One major pivot was our initial plan to incorporate the PreSage SDK. We originally planned to use it to analyze user emotion through facial expression recognition. However, we found out that it was incompatible with our stack and pivoted to Whisper AI, a voice-based approach that let us explore emotional features in a way that better fit our architecture. Adapting the emotional state index to meaningfully influence the consensus engine output was its own challenge, since we had to think about how emotional context should shift recommendations.
Integrating Actian VectorAI into our backend also required careful configuration and debugging. Working with a vector database was new to us, and getting the Python SDK, Docker container, and REST bridge all communicating correctly took significant iteration.
Accomplishments That We're Proud Of
As a team of four, we're proud that the full RAG pipeline works end-to-end: a user speaks or types their condition, gets a real-time embedding, retrieves semantically matched patient experiences from a vector database, and receives ranked doctor recommendations, all in one seamless flow.
We're also proud of our multi-agent consensus engine. Getting three independent AI specialists to analyze the same data in parallel and synthesize a confidence-weighted recommendation felt like an innovative approach to the problem of medical decision support. It would have been easy just to call one model, but building the full voting-and-divergence system made the product meaningfully more trustworthy.
Finally, we’re especially proud of successfully shipping voice input powered by Whisper. Bringing this feature to life required us to work through backend integration challenges and ensure audio was processed reliably from the browser to our system. In the end, we built a smooth voice experience that makes the platform more accessible, particularly for patients who may feel more comfortable speaking rather than typing about sensitive health concerns. On the output side, streaming ElevenLabs audio back to the client in real time required careful handling of chunked audio responses to avoid buffering delays.
What We Learned
We learned that building trust into an AI system matters as much as building accuracy. A single model giving a confident recommendation feels non-transparent. Three specialists disagreeing and showing you why you got that recommendation felt real and honest.
We also learned a lot about the practical realities of working with vector databases. The same goes for the nuances of audio processing, mainly the gap between working on our own machine versus working in a serverless GPU container.

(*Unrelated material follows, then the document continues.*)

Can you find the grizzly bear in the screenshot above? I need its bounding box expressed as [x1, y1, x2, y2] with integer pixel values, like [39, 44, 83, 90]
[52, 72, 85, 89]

In addition, we learned how much a clear emotional motivation, like building something for a real person going through something hard, keeps a team focused when the technical problems get frustrating.
What's Next for LinkCare
The next step for LinkCare is centered around refinement and growth. Since the functionality is strong, we will be focusing on enhancing the user experience, making interactions smoother, improving interface clarity, and overall creating a more intuitive experience. We want to make sure users feel comfortable and supported throughout their full journey.
We also plan on expanding the LinkCare ecosystem by growing our network of users and verified medical professionals. At the same time, we want to improve our social aspect, enhancing posting features and discoverability.